Protesters have spent nearly two weeks outside a federal detention facility in Newark — forming human chains, blocking vehicle exits, and clashing with officers in riot gear. A U.S. senator got caught in a cloud of pepper spray, and New Jersey's sitting governor, Democrat Mikie Sherrill, was turned away at the gate.

Homeland Security Secretary Markwayne Mullin called those incidents "nothing more than a political stunt … for fundraising clips."

Now the state has turned to the courts.

'A better gym than the one I go to.''

New Jersey Democrat Attorney General Jennifer Davenport announced Tuesday that she had filed suit against GEO Group Inc., the private company operating Delaney Hall under a $1 billion federal contract with U.S. Immigration and Customs Enforcement. The suit seeks to compel GEO Group to grant state health inspectors full access to the facility.

The suit alleges that on Thursday, inspectors were permitted to examine only the food-service area and were blocked from the medical unit, sleeping quarters, and bathing and toileting facilities.

The broader allegations — worms in food, no toilet paper, inadequate medical care — are sourced to detainee accounts relayed through lawyers, family members, and advocacy groups. A University Hospital doctor also reported a confirmed tuberculosis case, the lawsuit claimed.

Newark Mayor Ras Baraka (D) separately announced that the city was filing its own suit to close the facility, citing an unverified report that a detainee suffered a miscarriage without proper care.

The DHS wasted no time dismissing the litigation as "frivolous."
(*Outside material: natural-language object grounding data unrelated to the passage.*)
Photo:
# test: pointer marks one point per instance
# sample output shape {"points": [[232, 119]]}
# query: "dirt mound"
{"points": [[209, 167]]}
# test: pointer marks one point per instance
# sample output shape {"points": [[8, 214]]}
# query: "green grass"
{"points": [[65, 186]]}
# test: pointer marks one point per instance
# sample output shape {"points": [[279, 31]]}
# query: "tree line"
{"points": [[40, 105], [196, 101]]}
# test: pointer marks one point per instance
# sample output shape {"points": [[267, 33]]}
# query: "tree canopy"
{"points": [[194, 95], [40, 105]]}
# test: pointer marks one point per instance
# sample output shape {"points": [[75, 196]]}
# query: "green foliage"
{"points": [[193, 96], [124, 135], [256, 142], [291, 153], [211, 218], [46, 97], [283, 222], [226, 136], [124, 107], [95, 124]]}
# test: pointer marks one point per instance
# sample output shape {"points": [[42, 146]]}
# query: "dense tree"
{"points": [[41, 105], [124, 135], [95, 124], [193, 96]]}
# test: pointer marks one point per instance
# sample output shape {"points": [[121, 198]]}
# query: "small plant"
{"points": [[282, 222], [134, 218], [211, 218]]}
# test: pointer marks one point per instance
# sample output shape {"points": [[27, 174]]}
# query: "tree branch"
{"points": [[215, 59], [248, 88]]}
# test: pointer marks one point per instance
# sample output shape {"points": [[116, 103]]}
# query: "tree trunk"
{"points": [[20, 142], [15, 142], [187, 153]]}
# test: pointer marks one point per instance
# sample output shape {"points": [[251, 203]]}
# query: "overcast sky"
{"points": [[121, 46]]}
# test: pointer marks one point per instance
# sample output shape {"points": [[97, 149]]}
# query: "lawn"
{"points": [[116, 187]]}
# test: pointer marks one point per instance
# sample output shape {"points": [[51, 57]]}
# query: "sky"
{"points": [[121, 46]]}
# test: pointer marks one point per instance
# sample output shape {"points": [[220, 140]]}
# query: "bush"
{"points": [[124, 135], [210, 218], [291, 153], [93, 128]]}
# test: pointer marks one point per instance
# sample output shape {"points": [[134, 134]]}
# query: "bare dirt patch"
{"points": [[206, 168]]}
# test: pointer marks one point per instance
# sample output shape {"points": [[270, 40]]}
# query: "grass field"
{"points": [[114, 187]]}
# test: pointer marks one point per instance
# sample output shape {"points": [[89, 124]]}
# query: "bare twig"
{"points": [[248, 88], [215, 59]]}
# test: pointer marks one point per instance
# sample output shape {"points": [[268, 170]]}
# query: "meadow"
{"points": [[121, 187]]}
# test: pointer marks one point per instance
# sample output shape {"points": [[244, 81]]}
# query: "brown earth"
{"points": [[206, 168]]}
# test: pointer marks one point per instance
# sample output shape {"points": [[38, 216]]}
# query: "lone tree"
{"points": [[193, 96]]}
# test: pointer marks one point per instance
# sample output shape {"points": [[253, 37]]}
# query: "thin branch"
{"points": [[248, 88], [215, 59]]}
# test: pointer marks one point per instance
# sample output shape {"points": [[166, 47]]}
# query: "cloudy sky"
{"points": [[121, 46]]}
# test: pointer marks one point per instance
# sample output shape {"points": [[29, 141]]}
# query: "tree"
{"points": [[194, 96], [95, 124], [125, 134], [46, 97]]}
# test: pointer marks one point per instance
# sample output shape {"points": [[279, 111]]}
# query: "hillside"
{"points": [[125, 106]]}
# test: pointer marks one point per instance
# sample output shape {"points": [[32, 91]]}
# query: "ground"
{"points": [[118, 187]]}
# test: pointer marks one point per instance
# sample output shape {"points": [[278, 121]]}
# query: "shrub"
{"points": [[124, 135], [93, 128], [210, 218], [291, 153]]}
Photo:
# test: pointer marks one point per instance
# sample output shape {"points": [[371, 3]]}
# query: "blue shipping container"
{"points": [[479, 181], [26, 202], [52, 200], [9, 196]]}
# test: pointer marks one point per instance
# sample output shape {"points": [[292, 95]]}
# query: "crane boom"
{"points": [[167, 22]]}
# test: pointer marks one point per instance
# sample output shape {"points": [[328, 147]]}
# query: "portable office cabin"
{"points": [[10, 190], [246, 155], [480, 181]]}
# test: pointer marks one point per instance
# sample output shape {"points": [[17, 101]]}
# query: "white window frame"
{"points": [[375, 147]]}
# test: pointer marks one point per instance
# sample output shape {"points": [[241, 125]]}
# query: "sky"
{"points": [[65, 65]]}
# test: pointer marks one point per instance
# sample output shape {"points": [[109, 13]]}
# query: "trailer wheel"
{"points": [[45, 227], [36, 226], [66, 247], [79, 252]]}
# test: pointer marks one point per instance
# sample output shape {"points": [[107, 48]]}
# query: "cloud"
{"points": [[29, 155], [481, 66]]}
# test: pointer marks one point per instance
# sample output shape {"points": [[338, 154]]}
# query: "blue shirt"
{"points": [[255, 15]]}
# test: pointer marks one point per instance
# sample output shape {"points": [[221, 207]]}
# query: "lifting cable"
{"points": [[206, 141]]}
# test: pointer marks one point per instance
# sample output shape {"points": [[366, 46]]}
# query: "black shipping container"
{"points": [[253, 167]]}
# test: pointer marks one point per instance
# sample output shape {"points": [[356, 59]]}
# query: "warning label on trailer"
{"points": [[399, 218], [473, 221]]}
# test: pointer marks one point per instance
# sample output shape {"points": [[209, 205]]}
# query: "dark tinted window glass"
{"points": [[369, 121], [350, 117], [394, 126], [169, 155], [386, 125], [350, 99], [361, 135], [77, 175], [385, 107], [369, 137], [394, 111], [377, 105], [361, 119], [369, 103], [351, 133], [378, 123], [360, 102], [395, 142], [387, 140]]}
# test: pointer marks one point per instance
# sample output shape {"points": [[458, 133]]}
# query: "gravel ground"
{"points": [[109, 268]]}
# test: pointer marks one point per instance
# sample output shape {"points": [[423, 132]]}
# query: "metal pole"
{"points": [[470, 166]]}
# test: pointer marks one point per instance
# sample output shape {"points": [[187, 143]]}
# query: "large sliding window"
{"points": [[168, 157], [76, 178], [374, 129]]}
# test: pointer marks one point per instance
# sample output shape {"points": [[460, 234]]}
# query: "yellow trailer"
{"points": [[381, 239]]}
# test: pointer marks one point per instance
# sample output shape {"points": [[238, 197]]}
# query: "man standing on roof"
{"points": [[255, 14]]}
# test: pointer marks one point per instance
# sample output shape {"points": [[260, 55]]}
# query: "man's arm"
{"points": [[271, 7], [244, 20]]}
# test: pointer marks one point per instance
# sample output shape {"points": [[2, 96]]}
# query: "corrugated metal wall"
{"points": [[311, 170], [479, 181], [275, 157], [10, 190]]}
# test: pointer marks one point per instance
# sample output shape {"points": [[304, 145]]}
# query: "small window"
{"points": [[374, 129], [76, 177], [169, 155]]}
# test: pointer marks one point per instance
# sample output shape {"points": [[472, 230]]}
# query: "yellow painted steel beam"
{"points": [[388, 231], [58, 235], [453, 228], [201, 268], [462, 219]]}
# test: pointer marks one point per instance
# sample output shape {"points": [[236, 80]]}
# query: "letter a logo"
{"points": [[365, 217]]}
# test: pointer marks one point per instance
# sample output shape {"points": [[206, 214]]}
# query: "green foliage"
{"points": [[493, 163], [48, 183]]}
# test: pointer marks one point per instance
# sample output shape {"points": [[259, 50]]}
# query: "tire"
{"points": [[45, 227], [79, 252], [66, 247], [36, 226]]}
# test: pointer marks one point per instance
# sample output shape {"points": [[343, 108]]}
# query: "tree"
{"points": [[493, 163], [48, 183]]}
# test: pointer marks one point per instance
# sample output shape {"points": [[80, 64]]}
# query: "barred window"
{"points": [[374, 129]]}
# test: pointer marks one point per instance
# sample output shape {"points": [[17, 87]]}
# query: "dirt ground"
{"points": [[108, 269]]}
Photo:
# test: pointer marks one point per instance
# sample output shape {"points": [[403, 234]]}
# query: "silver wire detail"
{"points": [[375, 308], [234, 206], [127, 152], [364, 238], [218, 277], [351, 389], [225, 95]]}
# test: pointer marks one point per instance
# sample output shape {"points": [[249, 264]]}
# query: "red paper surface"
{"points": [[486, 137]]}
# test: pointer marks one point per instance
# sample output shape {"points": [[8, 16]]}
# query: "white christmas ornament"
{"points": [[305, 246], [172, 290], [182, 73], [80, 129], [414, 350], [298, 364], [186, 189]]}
"This is a frivolous lawsuit," the department posted on X. "ICE is committed to transparency, and Delaney Hall complies with all required state and local laws."

"Just last week on May 28, four representatives of the New Jersey State Health Department arrived at approximately 11:00 AM. They entered the facility and inspected the foodservice department. The inspection of the kitchen was completed and they departed around 12:30 PM."

The DHS has also flatly disputed the hunger strike claim: "FACT CHECK: there is NO HUNGER STRIKE at Delaney Hall."

One Republican member of Congress, Rep. Jeff Van Drew (R-N.J.), toured the facility and pushed back on the narrative, describing a library, an outdoor soccer field, and what he called "a better gym than the one I go to."

RELATED: 'Violent agitator' savagely bit ICE agent during riots in New Jersey, says DHS

Selçuk Acar/Anadolu/Getty Images

Movimiento Cosecha's New Jersey chapter, Cosecha New Jersey, has been present at the protests — a group that has called for an end to the entire immigration detention system — alongside ICE Out of New Jersey, Eyes on ICE New Jersey, and other radical groups.

The DHS said protesters arrived "carrying anti-ICE signs and Antifa flags" and physically blocked federal vehicles.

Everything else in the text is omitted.